Many school systems (and parents) favor a move to a year long school schedule because the current nine-month plan is archaic and outdated. The system was set up in the Eighteenth and Nineteenth Centuries around an agricultural calendar so that children would be off from school to assist with farm work when they were most needed. As this is no longer the home situation for most students, the system needs to be changed, but unfortunately due to many political factors, it is unlikely to be modified anytime soon. Another major reason why this change in schedule is important is because of the concept of summer “brain drain.” A recent article entitled “Summer Learning Loss: The Problem and Some Solutions” cites studies that show that students scores were one letter grade lower in the fall than when the students left in the spring. In addition, these same students also had more pronounced problems in retaining information in math and spelling than in any other school subjects. So how can parents keep their child from losing information and skills, particularly in all-important math, over the summer without sacrificing fun? There are actually several different ways of doing this:
- One of the best ways to make math fun is to help your child see the real-world applications. When it comes time to make dinner, have your child help so that he or she can see how measurements work. Also, if you are following a recipe, ask your child to help you calculate how you would modify the recipe for a different number of people. This will help with reinforcing ratios and proportions, an important and sometimes difficult skill to master. If you work in the workshop, have your child help you out to learn measurements and also shapes and angles.

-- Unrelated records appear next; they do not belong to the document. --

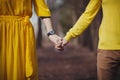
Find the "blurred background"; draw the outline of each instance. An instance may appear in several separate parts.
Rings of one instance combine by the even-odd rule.
[[[56,34],[64,37],[84,12],[90,0],[46,0]],[[46,35],[45,26],[33,9],[31,22],[36,37],[39,63],[39,80],[97,80],[96,55],[98,29],[102,10],[90,26],[65,47],[64,51],[54,49]]]

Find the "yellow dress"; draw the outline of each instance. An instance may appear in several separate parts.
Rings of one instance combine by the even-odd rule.
[[[32,1],[38,16],[50,16],[44,0],[0,0],[0,80],[38,80]]]

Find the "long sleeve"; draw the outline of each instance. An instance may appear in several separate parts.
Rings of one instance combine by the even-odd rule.
[[[92,22],[101,7],[101,0],[90,0],[85,12],[81,15],[75,25],[67,32],[65,39],[70,41],[79,36]]]
[[[35,12],[38,16],[49,17],[51,16],[50,10],[45,3],[45,0],[33,0]]]

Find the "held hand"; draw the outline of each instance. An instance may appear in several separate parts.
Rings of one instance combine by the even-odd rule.
[[[62,47],[66,46],[69,42],[65,40],[64,38],[62,39]]]
[[[60,50],[60,51],[64,50],[63,47],[61,46],[62,45],[62,38],[61,37],[54,34],[54,35],[50,35],[49,39],[55,44],[55,48],[57,50]]]
[[[60,51],[63,51],[64,50],[64,46],[67,45],[69,42],[66,41],[65,39],[62,39],[62,44],[56,44],[55,45],[55,48],[60,50]]]

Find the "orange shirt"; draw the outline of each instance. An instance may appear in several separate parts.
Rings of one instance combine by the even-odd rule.
[[[99,29],[99,49],[120,50],[120,0],[90,0],[85,12],[67,32],[67,41],[79,36],[92,22],[102,6],[103,19]]]

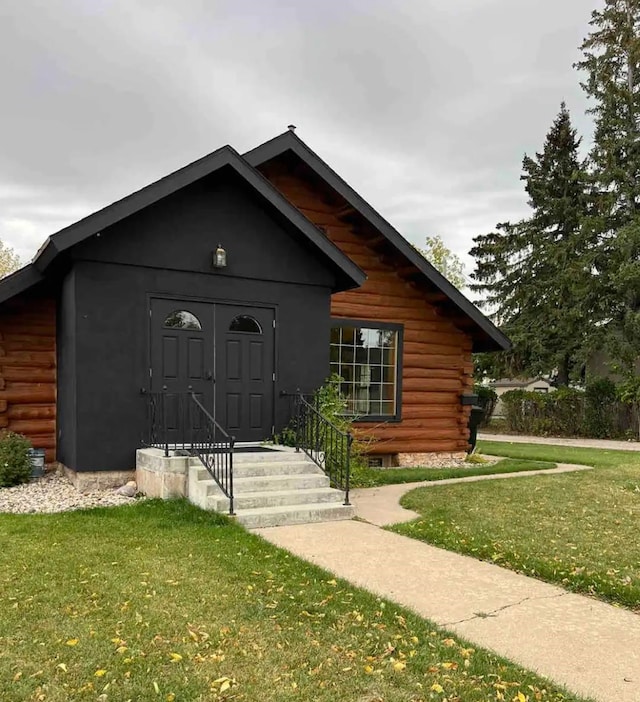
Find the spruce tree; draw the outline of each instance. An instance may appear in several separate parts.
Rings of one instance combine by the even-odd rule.
[[[640,355],[640,0],[605,0],[590,25],[576,64],[595,122],[590,297],[600,343],[630,369]]]
[[[579,146],[562,103],[542,152],[524,157],[531,215],[474,239],[471,288],[513,342],[512,351],[495,359],[494,376],[556,373],[566,384],[581,365],[591,271],[581,229],[587,187]]]

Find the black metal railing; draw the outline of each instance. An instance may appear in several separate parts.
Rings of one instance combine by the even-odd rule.
[[[233,453],[235,437],[230,436],[194,393],[152,392],[148,397],[147,446],[169,451],[186,451],[200,460],[209,475],[233,504]]]
[[[209,475],[229,498],[229,514],[233,511],[233,447],[230,436],[191,394],[191,453],[200,459]]]
[[[329,476],[331,487],[344,491],[349,502],[353,436],[330,422],[303,395],[295,404],[296,451],[302,449]]]

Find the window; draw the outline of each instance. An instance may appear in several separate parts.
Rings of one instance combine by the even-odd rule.
[[[164,320],[164,326],[169,329],[197,329],[202,331],[200,320],[195,314],[191,314],[187,310],[174,310]]]
[[[398,357],[401,327],[334,322],[331,373],[342,378],[347,411],[360,419],[399,419]]]
[[[241,314],[231,321],[229,331],[239,331],[245,334],[262,334],[262,327],[253,317],[247,314]]]

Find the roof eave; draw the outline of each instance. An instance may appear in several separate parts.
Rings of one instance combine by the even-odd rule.
[[[451,302],[468,316],[493,342],[483,350],[505,351],[511,348],[509,339],[485,315],[453,286],[424,256],[422,256],[382,215],[369,205],[358,193],[343,180],[325,161],[310,149],[292,131],[286,131],[277,137],[257,146],[243,154],[244,159],[257,167],[266,161],[276,158],[286,151],[292,151],[339,195],[341,195],[355,210],[367,219],[380,233],[392,243],[409,262],[414,265],[433,285],[444,293]],[[478,344],[484,347],[485,344]]]

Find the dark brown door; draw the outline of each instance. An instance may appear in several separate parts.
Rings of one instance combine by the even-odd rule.
[[[151,391],[170,443],[190,440],[189,393],[213,411],[214,306],[151,300]]]
[[[216,305],[216,418],[238,441],[273,434],[274,311]]]
[[[162,393],[169,443],[190,439],[193,392],[237,441],[273,434],[274,311],[151,300],[151,391]]]

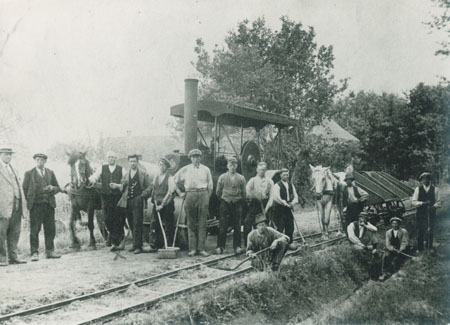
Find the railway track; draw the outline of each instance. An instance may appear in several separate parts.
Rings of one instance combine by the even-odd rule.
[[[330,232],[337,232],[337,229]],[[314,240],[320,236],[321,233],[313,233],[305,235],[305,238]],[[315,243],[308,247],[314,249],[323,245],[330,245],[344,238],[345,237],[340,236],[331,240]],[[300,241],[301,238],[295,238],[294,240]],[[301,250],[289,251],[286,256],[297,255],[300,251]],[[56,301],[27,310],[0,315],[0,323],[18,319],[20,317],[24,321],[32,321],[33,324],[51,324],[52,320],[48,317],[48,314],[54,314],[51,318],[55,320],[55,324],[92,324],[111,320],[118,315],[146,309],[160,301],[167,300],[187,292],[196,291],[205,286],[220,283],[253,270],[251,266],[242,267],[237,271],[226,271],[214,268],[214,266],[217,266],[225,260],[234,259],[238,262],[239,259],[237,258],[239,258],[239,256],[236,254],[224,255],[201,263],[191,264],[182,268],[128,282],[112,288]],[[206,275],[206,273],[208,273],[208,275]],[[120,308],[116,307],[115,310],[111,310],[110,306],[117,305],[118,300],[134,300],[135,302],[131,302],[127,306],[120,306]],[[85,308],[84,305],[88,308]],[[93,306],[95,306],[94,309],[96,310],[93,311],[92,314],[100,314],[101,316],[88,316],[89,312],[87,309],[92,309]],[[81,322],[73,322],[73,319],[80,319],[80,310],[83,310],[81,317],[86,316],[86,320]],[[77,315],[76,317],[74,317],[75,314]]]

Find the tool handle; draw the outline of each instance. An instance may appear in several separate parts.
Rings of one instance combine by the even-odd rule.
[[[178,213],[178,218],[177,218],[177,225],[175,227],[175,233],[173,235],[173,244],[172,247],[175,247],[175,241],[177,240],[177,232],[178,232],[178,223],[180,222],[180,218],[181,218],[181,214],[183,213],[183,206],[184,206],[184,201],[186,200],[186,197],[183,198],[183,202],[181,202],[181,208],[180,208],[180,213]]]
[[[162,225],[161,215],[159,214],[159,211],[156,211],[156,213],[158,214],[159,225],[161,226],[161,230],[162,230],[162,232],[163,232],[164,248],[167,249],[167,237],[166,237],[166,232],[164,231],[164,227],[163,227],[163,225]]]

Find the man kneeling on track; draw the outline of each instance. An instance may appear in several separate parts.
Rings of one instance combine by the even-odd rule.
[[[255,227],[247,238],[247,255],[252,257],[252,266],[259,271],[264,271],[268,266],[272,271],[277,271],[286,254],[289,237],[268,227],[263,214],[255,216]],[[259,253],[263,249],[266,250]]]
[[[361,212],[358,221],[353,221],[347,227],[348,240],[356,250],[369,250],[377,253],[377,227],[367,221],[367,213]]]
[[[396,272],[404,263],[409,250],[408,231],[400,227],[402,219],[391,218],[392,228],[386,231],[386,249],[382,263],[380,280],[385,280],[389,274]]]

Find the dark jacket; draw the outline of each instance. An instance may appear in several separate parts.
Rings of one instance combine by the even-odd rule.
[[[52,170],[45,168],[44,176],[46,183],[53,187],[52,191],[46,192],[45,195],[48,197],[48,203],[53,208],[56,208],[55,194],[60,192],[61,189],[59,187],[58,181],[56,180],[55,173]],[[27,199],[28,210],[31,210],[31,208],[33,207],[35,198],[40,191],[37,177],[41,176],[35,167],[25,173],[25,177],[23,180],[23,192],[25,194],[25,198]]]

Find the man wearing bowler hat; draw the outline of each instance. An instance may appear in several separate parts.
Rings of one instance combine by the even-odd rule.
[[[439,189],[431,184],[431,174],[422,173],[419,176],[420,186],[416,187],[412,197],[412,205],[417,207],[417,250],[422,251],[423,242],[426,248],[433,250],[434,219],[436,208],[441,207]],[[425,236],[427,233],[427,236]],[[426,238],[425,238],[426,237]]]
[[[33,156],[36,167],[27,171],[23,180],[23,191],[30,210],[30,248],[31,260],[39,260],[39,232],[44,226],[45,255],[47,258],[60,258],[55,253],[55,194],[60,192],[55,173],[45,168],[47,155],[37,153]]]
[[[364,208],[364,201],[369,194],[362,188],[356,186],[355,177],[352,172],[345,173],[346,187],[344,188],[342,205],[345,212],[345,229],[354,221],[358,220],[359,213]]]
[[[267,219],[262,213],[255,216],[254,226],[256,229],[252,230],[247,238],[247,255],[252,257],[252,266],[259,271],[263,271],[266,266],[277,271],[286,254],[289,237],[268,227]],[[270,247],[270,250],[257,254],[267,247]]]
[[[211,171],[201,164],[202,152],[189,151],[192,164],[181,168],[174,176],[176,183],[184,183],[186,201],[184,210],[188,222],[188,256],[209,256],[205,250],[206,220],[209,214],[209,198],[213,191]]]
[[[11,166],[13,150],[0,146],[0,266],[26,263],[17,256],[25,195],[19,173]]]

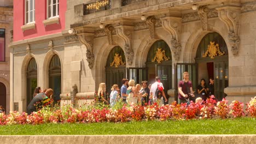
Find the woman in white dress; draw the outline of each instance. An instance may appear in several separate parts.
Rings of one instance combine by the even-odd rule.
[[[110,95],[110,101],[109,104],[110,107],[113,107],[115,104],[117,103],[117,101],[118,101],[118,92],[119,90],[118,86],[117,84],[114,84],[111,88],[112,91]]]

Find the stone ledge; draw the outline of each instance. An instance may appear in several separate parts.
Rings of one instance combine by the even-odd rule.
[[[224,93],[228,96],[256,95],[256,86],[228,87],[224,89]]]
[[[54,24],[54,23],[59,24],[59,22],[60,22],[60,17],[58,16],[58,17],[49,18],[49,19],[44,20],[43,21],[43,23],[44,23],[44,26],[46,26],[47,25]]]
[[[1,143],[254,143],[256,135],[0,136]]]
[[[36,28],[36,23],[32,22],[31,23],[27,23],[22,26],[20,28],[22,29],[23,32],[28,29],[34,29]]]

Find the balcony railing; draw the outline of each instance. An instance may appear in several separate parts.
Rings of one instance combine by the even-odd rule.
[[[111,8],[110,0],[102,0],[84,4],[84,15],[106,10]]]
[[[122,7],[129,4],[134,4],[140,2],[146,1],[147,0],[123,0]]]

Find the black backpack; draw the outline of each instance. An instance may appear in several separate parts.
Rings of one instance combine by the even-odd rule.
[[[159,84],[158,85],[158,88],[156,89],[156,91],[155,91],[155,96],[158,99],[160,99],[162,97],[162,92],[159,89]]]

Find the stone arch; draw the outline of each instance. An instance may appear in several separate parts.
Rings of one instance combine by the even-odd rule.
[[[56,55],[60,58],[61,66],[61,92],[63,92],[63,64],[59,52],[53,50],[49,50],[46,53],[44,58],[44,64],[43,65],[43,88],[48,88],[49,87],[49,67],[53,57]]]
[[[36,57],[33,54],[31,53],[30,55],[26,55],[24,59],[23,59],[22,65],[21,66],[21,100],[22,101],[25,102],[25,103],[27,101],[27,67],[28,66],[30,59],[31,59],[32,58],[34,58],[34,60],[36,62],[37,59],[36,59]],[[37,67],[38,68],[38,64],[37,62],[36,62],[36,63]],[[37,74],[38,74],[38,68],[37,69]],[[38,75],[37,75],[37,80],[38,79]],[[26,110],[26,105],[24,106],[24,107],[24,107],[24,110]]]
[[[5,87],[6,107],[5,113],[8,113],[10,111],[10,83],[7,80],[0,77],[0,82],[2,83]]]
[[[96,55],[95,64],[95,73],[96,75],[98,77],[95,79],[95,86],[97,87],[101,82],[106,82],[106,62],[108,59],[108,55],[111,51],[113,48],[115,46],[119,46],[122,50],[124,51],[124,47],[121,46],[121,43],[118,43],[115,41],[114,44],[117,44],[117,45],[110,45],[108,43],[103,44],[101,47],[100,50],[99,50]],[[127,59],[125,57],[125,61],[127,62]]]
[[[164,35],[165,35],[165,37]],[[154,44],[154,43],[160,39],[162,39],[162,40],[165,41],[166,43],[166,44],[167,44],[169,47],[170,47],[171,52],[172,53],[172,59],[173,59],[173,62],[175,61],[173,57],[173,55],[172,55],[172,51],[171,49],[171,41],[168,40],[170,39],[171,39],[171,35],[168,34],[158,35],[157,37],[159,38],[158,39],[152,39],[150,38],[150,35],[149,34],[147,34],[142,40],[141,44],[137,49],[137,51],[136,53],[136,55],[135,57],[135,61],[137,63],[136,63],[136,67],[143,67],[146,65],[145,63],[147,61],[147,57],[148,56],[148,53],[151,46]]]
[[[228,39],[228,31],[222,31],[217,28],[217,27],[212,27],[212,31],[203,31],[202,29],[195,29],[192,34],[188,38],[188,40],[185,45],[184,49],[184,55],[183,55],[183,62],[184,63],[194,63],[195,58],[196,55],[196,51],[197,47],[201,42],[202,39],[206,34],[211,32],[217,32],[220,35],[224,40],[226,42],[226,46],[228,47],[228,51],[229,53],[232,53],[230,50],[230,45]],[[231,56],[231,54],[229,55]]]

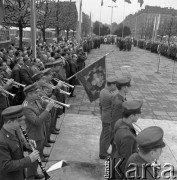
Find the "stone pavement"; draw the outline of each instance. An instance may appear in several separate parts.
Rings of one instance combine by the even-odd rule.
[[[115,51],[106,58],[108,76],[132,77],[127,99],[144,101],[142,119],[137,124],[141,129],[152,125],[163,128],[167,145],[159,162],[162,167],[165,163],[171,163],[177,170],[177,85],[169,84],[172,81],[173,61],[161,57],[161,74],[157,74],[157,54],[138,48],[120,52],[114,45],[102,45],[101,49],[91,51],[87,64],[112,49]],[[58,120],[60,134],[52,137],[56,143],[52,148],[45,148],[46,152],[51,153],[46,168],[65,159],[70,166],[50,172],[53,180],[103,180],[104,161],[98,159],[101,131],[98,100],[90,103],[82,86],[77,86],[75,93],[76,98],[67,100],[71,107]]]

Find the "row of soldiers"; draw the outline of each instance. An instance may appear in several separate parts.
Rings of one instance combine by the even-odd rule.
[[[52,78],[53,73],[50,68],[35,74],[33,76],[35,83],[26,86],[23,90],[25,94],[23,104],[10,106],[2,111],[0,179],[25,179],[23,168],[26,167],[27,179],[41,179],[44,177],[42,174],[38,174],[38,163],[37,161],[34,162],[34,159],[36,160],[36,157],[38,157],[43,162],[48,161],[49,154],[44,154],[43,150],[44,147],[50,147],[49,143],[55,143],[50,135],[51,133],[59,134],[60,129],[56,127],[57,118],[61,111],[63,112],[63,106],[54,102],[61,102],[60,91],[64,85],[62,82],[58,82],[55,86],[51,85]],[[20,126],[26,130],[28,137],[35,141],[35,152],[32,152],[29,147],[26,149],[27,142],[21,134]],[[25,142],[25,150],[29,152],[28,158],[23,157],[23,146],[16,139],[19,136]],[[30,161],[29,157],[31,156]],[[23,158],[24,161],[25,159],[28,160],[27,164],[25,164]]]
[[[112,173],[108,179],[155,179],[157,174],[154,175],[151,165],[157,165],[165,147],[164,133],[160,127],[150,126],[137,134],[133,125],[141,115],[143,102],[126,99],[130,87],[130,78],[110,77],[100,92],[102,132],[99,157],[112,159]]]
[[[117,47],[119,47],[120,51],[131,51],[132,41],[131,38],[117,38]]]

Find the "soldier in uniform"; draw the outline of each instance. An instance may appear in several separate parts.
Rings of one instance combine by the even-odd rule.
[[[3,73],[2,71],[0,71],[0,87],[2,87],[4,90],[9,90],[12,88],[12,85],[13,85],[13,82],[14,80],[13,79],[9,79],[6,83],[3,82],[2,80],[3,78]],[[6,95],[5,93],[3,93],[1,90],[0,90],[0,129],[2,128],[3,126],[3,119],[2,119],[2,116],[1,116],[1,113],[4,109],[6,109],[7,107],[9,106],[9,99],[8,99],[8,95]]]
[[[112,97],[116,88],[116,77],[109,77],[107,79],[107,86],[100,92],[100,111],[101,111],[101,121],[102,121],[102,131],[100,136],[100,159],[105,159],[107,157],[107,150],[110,145],[110,135],[111,135],[111,103]]]
[[[11,106],[2,112],[4,125],[0,130],[0,179],[25,180],[25,168],[39,158],[39,152],[33,151],[23,156],[23,151],[30,148],[20,131],[25,117],[23,106]],[[31,141],[34,144],[34,141]]]
[[[48,103],[44,109],[39,101],[38,86],[32,84],[24,88],[26,99],[23,103],[23,113],[26,117],[26,132],[30,139],[34,139],[37,144],[37,150],[40,156],[43,157],[43,148],[46,136],[45,121],[50,118],[50,111],[53,108],[52,103]],[[47,160],[45,161],[47,162]],[[28,179],[41,179],[42,174],[37,174],[37,162],[27,168]]]
[[[131,79],[128,77],[124,77],[124,78],[119,78],[117,80],[117,89],[118,94],[116,94],[114,96],[114,98],[112,99],[112,107],[111,107],[111,131],[113,132],[114,130],[114,125],[116,123],[116,121],[118,119],[122,118],[122,113],[123,113],[123,107],[122,107],[122,103],[124,101],[126,101],[126,95],[129,92],[129,88],[130,88],[130,82]]]
[[[133,123],[137,122],[139,115],[141,114],[141,101],[131,100],[125,101],[122,104],[123,118],[116,122],[114,127],[114,141],[116,146],[116,152],[112,154],[112,157],[117,163],[122,160],[119,168],[116,168],[116,179],[122,180],[124,178],[124,169],[128,158],[135,152],[137,152],[136,143],[136,131],[133,127]],[[118,171],[118,173],[117,173]]]
[[[125,175],[127,179],[156,179],[157,170],[158,167],[160,167],[157,160],[161,156],[162,148],[165,147],[163,135],[163,130],[157,126],[143,129],[137,135],[136,142],[139,151],[132,154],[126,163]],[[130,166],[130,164],[136,164],[138,172],[132,171],[134,167]],[[143,167],[144,169],[142,169]],[[144,172],[144,174],[142,174],[142,172]]]

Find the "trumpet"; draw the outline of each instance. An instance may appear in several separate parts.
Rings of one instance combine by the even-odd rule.
[[[7,82],[9,79],[3,78],[3,80],[5,80],[5,81]],[[20,84],[20,83],[18,83],[18,82],[16,82],[16,81],[14,81],[13,84],[15,84],[15,85],[17,85],[17,86],[22,86],[22,87],[25,87],[25,86],[26,86],[26,85]]]
[[[45,102],[50,102],[50,103],[52,103],[52,104],[54,105],[54,107],[56,107],[56,108],[61,108],[61,106],[64,106],[64,107],[67,107],[67,108],[70,107],[69,104],[61,103],[61,102],[56,101],[56,100],[54,100],[54,99],[48,98],[48,97],[46,97],[46,96],[41,96],[41,100],[42,100],[42,101],[45,101]]]
[[[54,86],[53,84],[49,84],[50,85],[50,87],[52,88],[52,89],[55,89],[55,88],[57,88],[57,86]],[[71,93],[69,93],[69,92],[66,92],[66,91],[63,91],[62,89],[59,89],[60,90],[60,93],[62,93],[62,94],[66,94],[66,95],[68,95],[68,96],[70,96],[70,94]]]
[[[23,133],[23,135],[24,135],[26,141],[29,143],[29,145],[30,145],[32,151],[35,151],[36,149],[34,148],[33,144],[30,143],[29,137],[28,137],[26,131],[25,131],[21,126],[20,126],[20,129],[22,130],[22,133]],[[42,170],[42,172],[43,172],[43,174],[44,174],[44,176],[45,176],[45,180],[51,179],[50,176],[48,175],[48,173],[46,172],[44,166],[42,165],[41,159],[39,158],[37,161],[38,161],[38,164],[39,164],[39,166],[40,166],[40,168],[41,168],[41,170]]]
[[[71,84],[65,83],[64,81],[61,81],[61,80],[59,80],[57,78],[53,78],[53,80],[56,81],[56,82],[62,82],[65,86],[74,89],[74,86],[72,86]]]
[[[3,93],[5,93],[6,95],[10,95],[10,96],[12,96],[12,97],[15,96],[15,94],[12,94],[12,93],[6,91],[2,86],[0,86],[0,91],[2,91]]]

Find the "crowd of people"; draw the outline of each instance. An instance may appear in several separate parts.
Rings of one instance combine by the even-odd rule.
[[[87,53],[98,43],[84,39],[81,44],[65,40],[38,43],[37,58],[31,47],[22,50],[11,45],[0,50],[0,179],[41,179],[37,159],[47,162],[44,147],[55,143],[59,134],[57,119],[65,112],[65,98],[75,97],[71,77],[85,67]],[[23,128],[35,150],[26,143]],[[23,151],[29,155],[24,157]],[[25,171],[25,168],[27,170]]]
[[[120,51],[131,51],[132,39],[131,38],[117,38],[117,47]]]
[[[143,102],[126,99],[130,87],[129,77],[109,77],[100,92],[102,131],[99,158],[112,159],[109,161],[112,168],[108,179],[156,179],[157,173],[154,172],[158,170],[155,166],[165,147],[164,132],[157,126],[141,130],[136,124]],[[135,127],[138,127],[138,134]]]

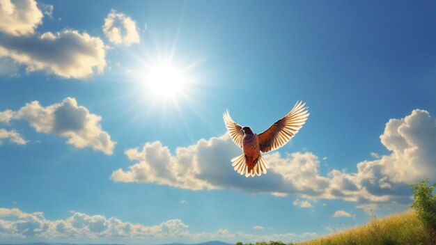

- Another way to make learning math fun is with board games. Rolling dice and moving the playing piece can help your younger child with simple counting skills. More advanced games like Monopoly help students with counting skills and percentages (You may want to try Monopoly Junior for the younger kids). Even a game like Clue may not seem like a “math” game but it still teaches and reinforces logic skills and deductive reasoning which are essential for mathematics.
- A final way to help reinforce math skills is with online math games. Whether we like it or not, kids love video games. Instead of a mindless shoot-em-up, it would be a good idea to let your child play a game that helps to refresh their math skills. One of the great things about these games is that, besides being very visually attractive and stimulating, is that they also tend to help with advanced math skills as well, including algebra and geometry.
These are three tools in a parent’s bag of tricks to help your child learn math easier and keep those skills from vanishing like the morning dew. It is imperative that you spend this time working with your child, helping them to reinforce their math skills so that they will not fall behind when school starts again in the fall.